Fraud Protection uses Artificial Intelligence for the tokens in the fraud network to generate fraud intelligence for Fraud Protection customers
Fraud Protection uses Artificial Intelligence to understand fraud patterns so the service can generate fraud intelligence for new real-time payment transactions and account activity for customers. These fraud findings include a risk assessment for the real-time event and reason codes for the assessment. For example, Fraud Protection can detect a suspiciously high volume of payment transactions within the fraud network, within a very short period of time, linked to a specific token (which a billing address can represent an IP address). When Fraud Protection detects this token in new real-time payment transactions, it provides the customer with a higher risk score and a reason code indicating that Fraud Protection detected a suspiciously high volume of transactions for a data attribute associated with the transaction.
Fraud Protection processes customer data in accordance with the business rules established by the customer
Customers can set business rules in Fraud Protection to automate their own analysis of a real-time transaction or account event, taking into account the risk assessment and reason codes. In addition to the fraud intelligence provided by Fraud Protection, customers e.g. For example, you can set up your own business rules to approve a payment transaction based on any number of factors including the transaction amount, the payment method used, or the contents of the order. A customer's business rules are treated as confidential customer information and customer data. Fraud Protection processes such data on behalf of the customer, in accordance with established business rules, in order to make a recommendation to accept or reject the transaction or event.
Fraud Protection enables customers to share information about the trustworthiness of the transaction with participating banks
Customers can use the transaction acceptance booster by signing up for the feature. With this function, customers can instruct Microsoft to release certain customer data, so-called information on the trustworthiness of the transaction, for participating banks when a payment transaction is started with a means of payment that is issued by the participating bank. The trustworthiness information of a transaction is a small payload of customer data that includes the evaluation of the transaction, the location and the device identity by fraud protection, as well as transaction-specific details such as the reduced card number and the amount that banks can use to match the correct purchase transaction .

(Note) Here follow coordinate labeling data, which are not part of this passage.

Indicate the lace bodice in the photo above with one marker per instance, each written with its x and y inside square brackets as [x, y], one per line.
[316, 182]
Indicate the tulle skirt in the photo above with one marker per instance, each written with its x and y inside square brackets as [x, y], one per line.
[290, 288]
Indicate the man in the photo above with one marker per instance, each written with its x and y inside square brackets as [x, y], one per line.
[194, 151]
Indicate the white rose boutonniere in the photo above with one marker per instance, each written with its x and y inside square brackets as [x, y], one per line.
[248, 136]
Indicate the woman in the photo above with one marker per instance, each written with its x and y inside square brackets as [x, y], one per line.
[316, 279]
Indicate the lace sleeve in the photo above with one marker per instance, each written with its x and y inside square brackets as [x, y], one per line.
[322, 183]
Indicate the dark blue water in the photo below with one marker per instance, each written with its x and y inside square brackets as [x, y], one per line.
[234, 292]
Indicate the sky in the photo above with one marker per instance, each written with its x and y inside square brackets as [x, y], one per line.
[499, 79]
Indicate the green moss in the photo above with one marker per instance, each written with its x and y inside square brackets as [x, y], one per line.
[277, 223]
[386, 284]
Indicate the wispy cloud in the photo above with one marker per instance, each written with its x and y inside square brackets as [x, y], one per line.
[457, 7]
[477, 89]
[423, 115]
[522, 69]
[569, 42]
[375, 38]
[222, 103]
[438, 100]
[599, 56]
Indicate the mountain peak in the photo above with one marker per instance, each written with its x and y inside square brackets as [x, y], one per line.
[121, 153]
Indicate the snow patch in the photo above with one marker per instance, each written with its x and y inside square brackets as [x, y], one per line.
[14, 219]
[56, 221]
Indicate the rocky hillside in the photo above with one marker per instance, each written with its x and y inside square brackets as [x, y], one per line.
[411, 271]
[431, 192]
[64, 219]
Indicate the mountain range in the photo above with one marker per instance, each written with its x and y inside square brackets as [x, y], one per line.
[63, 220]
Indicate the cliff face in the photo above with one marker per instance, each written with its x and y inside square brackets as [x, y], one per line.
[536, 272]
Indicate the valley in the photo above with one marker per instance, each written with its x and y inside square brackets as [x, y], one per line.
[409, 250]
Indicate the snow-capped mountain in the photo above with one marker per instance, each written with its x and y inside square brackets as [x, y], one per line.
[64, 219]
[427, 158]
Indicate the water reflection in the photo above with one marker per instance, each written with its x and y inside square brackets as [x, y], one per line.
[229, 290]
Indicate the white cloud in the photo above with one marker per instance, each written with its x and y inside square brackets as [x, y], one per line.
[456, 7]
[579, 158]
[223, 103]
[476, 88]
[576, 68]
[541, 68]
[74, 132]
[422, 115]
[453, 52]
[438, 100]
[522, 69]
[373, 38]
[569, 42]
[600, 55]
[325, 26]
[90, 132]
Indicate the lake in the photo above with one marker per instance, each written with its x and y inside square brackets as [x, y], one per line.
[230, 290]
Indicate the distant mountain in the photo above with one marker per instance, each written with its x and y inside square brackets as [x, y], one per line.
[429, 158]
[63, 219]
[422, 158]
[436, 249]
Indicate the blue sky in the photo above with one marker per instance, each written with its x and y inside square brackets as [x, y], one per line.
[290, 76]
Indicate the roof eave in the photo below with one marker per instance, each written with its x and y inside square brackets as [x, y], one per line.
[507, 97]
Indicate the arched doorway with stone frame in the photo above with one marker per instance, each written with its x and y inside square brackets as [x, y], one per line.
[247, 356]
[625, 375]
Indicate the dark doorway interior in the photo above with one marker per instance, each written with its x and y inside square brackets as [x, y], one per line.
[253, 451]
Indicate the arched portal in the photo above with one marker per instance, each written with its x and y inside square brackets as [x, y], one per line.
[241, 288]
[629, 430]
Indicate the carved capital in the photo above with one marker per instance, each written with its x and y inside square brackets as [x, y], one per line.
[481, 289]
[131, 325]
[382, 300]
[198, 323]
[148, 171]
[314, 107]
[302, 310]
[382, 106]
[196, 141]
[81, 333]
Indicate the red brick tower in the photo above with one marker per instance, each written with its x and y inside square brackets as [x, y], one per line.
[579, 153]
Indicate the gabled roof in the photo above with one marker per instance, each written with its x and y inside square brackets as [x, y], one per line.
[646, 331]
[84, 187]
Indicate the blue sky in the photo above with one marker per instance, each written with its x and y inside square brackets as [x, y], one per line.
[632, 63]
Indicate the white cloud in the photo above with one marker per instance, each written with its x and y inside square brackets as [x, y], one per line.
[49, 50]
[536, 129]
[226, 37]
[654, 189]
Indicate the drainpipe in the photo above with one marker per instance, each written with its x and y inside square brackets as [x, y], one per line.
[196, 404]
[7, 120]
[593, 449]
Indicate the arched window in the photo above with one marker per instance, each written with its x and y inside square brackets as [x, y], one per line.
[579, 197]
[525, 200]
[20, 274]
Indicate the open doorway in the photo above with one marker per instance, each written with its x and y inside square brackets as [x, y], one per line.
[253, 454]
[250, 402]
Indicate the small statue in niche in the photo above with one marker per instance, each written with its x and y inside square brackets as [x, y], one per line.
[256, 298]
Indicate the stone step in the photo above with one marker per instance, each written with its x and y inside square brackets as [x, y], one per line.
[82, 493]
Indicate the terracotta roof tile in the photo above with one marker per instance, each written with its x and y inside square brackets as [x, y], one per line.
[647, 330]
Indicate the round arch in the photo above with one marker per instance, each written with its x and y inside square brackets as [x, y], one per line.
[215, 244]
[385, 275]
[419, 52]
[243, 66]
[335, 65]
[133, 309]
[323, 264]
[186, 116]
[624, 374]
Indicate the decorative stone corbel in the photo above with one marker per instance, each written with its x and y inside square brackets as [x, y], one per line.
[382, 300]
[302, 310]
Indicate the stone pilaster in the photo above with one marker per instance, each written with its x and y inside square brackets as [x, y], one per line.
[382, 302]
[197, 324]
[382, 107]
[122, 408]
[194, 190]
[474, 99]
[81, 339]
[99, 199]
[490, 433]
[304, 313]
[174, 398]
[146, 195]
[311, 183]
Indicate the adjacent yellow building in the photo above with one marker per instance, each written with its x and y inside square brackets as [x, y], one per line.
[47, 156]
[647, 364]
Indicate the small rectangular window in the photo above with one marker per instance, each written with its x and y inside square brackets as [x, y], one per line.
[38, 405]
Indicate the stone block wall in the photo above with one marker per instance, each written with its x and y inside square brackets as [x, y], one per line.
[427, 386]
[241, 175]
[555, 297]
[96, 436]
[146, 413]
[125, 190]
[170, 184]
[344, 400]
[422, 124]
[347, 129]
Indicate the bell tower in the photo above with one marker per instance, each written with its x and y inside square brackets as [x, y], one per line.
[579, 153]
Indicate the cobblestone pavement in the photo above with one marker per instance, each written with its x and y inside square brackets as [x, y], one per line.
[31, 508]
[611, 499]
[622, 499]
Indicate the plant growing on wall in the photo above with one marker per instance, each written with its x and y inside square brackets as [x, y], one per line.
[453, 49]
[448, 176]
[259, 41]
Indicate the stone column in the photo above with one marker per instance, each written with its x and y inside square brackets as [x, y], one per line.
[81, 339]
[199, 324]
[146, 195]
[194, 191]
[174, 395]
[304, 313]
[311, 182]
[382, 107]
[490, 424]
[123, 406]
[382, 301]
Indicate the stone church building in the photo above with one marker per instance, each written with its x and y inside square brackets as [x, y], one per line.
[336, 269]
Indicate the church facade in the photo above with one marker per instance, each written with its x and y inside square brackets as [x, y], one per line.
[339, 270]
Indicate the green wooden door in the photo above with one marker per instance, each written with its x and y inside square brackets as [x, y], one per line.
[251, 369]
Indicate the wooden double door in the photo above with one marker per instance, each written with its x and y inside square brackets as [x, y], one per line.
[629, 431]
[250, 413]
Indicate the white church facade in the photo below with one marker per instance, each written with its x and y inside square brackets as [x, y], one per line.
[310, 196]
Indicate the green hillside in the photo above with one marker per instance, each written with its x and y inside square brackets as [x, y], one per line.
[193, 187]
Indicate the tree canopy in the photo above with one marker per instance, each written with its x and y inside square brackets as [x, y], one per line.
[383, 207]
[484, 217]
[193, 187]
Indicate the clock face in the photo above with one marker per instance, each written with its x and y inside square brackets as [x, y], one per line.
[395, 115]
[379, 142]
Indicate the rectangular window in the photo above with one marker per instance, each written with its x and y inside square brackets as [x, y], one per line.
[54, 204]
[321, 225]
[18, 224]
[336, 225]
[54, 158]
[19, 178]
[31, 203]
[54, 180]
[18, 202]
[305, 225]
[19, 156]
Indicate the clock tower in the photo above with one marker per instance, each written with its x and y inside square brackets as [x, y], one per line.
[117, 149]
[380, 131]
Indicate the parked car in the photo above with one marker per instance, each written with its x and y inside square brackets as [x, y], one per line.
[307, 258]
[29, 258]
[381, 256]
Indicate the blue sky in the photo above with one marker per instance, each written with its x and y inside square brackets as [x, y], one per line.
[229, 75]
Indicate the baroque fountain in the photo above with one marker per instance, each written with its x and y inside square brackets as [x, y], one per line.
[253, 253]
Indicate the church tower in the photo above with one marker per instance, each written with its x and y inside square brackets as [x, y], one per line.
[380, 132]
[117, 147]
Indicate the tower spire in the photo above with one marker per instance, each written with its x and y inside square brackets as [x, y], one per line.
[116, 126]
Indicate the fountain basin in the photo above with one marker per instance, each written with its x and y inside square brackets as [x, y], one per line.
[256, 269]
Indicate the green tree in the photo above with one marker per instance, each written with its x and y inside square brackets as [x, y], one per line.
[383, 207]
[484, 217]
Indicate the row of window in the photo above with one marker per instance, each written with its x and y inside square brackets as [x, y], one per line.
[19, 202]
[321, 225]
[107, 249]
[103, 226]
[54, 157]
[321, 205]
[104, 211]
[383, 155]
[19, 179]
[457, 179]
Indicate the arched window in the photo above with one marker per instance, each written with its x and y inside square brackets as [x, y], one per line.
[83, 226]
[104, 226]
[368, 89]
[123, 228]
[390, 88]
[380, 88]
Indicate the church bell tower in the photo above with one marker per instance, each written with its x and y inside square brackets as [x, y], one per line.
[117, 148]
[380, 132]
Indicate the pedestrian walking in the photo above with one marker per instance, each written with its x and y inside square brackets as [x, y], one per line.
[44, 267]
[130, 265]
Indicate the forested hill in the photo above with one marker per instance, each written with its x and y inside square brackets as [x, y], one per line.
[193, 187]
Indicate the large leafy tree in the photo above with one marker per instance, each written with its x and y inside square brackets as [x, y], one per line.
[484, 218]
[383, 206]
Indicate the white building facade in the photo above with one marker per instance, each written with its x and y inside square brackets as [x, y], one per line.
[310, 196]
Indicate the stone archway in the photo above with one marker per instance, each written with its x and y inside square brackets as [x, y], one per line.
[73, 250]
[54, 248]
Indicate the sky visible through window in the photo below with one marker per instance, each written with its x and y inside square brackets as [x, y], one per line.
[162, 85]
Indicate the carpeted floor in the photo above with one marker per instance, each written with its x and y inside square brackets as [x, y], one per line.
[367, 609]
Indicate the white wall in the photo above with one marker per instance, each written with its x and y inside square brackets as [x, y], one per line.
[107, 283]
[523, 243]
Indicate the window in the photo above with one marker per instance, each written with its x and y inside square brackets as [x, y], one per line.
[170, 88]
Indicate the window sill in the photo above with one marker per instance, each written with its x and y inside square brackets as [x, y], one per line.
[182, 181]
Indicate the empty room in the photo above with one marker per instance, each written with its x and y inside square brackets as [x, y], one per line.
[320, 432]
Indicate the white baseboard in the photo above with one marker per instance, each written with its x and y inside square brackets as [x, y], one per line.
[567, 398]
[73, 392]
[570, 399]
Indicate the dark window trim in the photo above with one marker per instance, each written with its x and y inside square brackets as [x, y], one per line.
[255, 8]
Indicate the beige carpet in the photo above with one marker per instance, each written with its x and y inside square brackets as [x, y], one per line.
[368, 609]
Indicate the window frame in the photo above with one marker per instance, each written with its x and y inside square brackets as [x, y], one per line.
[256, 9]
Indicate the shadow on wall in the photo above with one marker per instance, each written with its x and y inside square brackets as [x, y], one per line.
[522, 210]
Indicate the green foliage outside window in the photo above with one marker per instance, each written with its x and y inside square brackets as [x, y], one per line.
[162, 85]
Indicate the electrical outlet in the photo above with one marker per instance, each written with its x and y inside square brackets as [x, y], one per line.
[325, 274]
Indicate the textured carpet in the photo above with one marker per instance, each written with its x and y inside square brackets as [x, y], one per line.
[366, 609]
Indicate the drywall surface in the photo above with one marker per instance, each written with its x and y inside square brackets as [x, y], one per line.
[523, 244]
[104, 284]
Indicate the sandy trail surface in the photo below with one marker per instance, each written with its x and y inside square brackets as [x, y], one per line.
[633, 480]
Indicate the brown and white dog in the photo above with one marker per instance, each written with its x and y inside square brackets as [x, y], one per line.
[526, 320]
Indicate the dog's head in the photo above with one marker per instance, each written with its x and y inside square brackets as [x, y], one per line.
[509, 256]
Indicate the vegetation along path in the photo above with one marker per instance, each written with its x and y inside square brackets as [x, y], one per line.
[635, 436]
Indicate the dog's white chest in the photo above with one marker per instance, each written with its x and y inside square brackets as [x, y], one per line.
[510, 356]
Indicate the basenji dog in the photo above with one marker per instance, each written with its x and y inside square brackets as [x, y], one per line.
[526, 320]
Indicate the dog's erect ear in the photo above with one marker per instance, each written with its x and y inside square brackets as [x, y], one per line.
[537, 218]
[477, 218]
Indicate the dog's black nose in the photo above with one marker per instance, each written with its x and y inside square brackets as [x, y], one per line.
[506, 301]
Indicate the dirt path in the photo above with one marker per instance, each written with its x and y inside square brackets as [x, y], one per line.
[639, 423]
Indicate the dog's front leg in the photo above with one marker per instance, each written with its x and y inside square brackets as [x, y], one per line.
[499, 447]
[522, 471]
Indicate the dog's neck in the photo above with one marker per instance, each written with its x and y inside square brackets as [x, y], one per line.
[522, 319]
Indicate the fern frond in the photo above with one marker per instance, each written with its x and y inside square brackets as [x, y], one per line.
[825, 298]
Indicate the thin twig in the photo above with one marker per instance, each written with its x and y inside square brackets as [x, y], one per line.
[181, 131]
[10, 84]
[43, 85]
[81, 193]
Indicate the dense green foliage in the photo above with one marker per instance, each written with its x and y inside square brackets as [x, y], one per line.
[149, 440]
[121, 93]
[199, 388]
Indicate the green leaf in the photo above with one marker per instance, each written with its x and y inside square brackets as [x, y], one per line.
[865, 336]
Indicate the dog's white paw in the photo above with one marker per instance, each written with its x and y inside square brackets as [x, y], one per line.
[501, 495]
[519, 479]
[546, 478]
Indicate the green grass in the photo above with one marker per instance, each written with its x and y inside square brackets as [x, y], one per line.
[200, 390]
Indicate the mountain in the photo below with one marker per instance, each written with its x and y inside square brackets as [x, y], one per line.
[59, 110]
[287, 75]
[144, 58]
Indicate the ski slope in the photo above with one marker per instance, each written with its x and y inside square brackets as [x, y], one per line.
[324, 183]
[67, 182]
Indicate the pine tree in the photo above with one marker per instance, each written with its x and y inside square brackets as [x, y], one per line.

By signing up for this feature, a customer instructs Fraud Protection to submit transaction trustworthiness information on their behalf to a participating bank when initiating a payment transaction for the customer's e-commerce property with a payment card issued by that bank becomes. For a specific payment transaction, the information on the trustworthiness of the customer's transaction is only released for the participating bank if a payment card issued by this bank is used to initiate this payment transaction.
Fraud Protection processes customer data to provide tools such as graphical reports to display fraud-related business intelligence
Fraud Protection uses customer data to provide tools to help customers understand how fraud affects the e-commerce business. Such tools include reporting functions, graphical displays, and support service functions.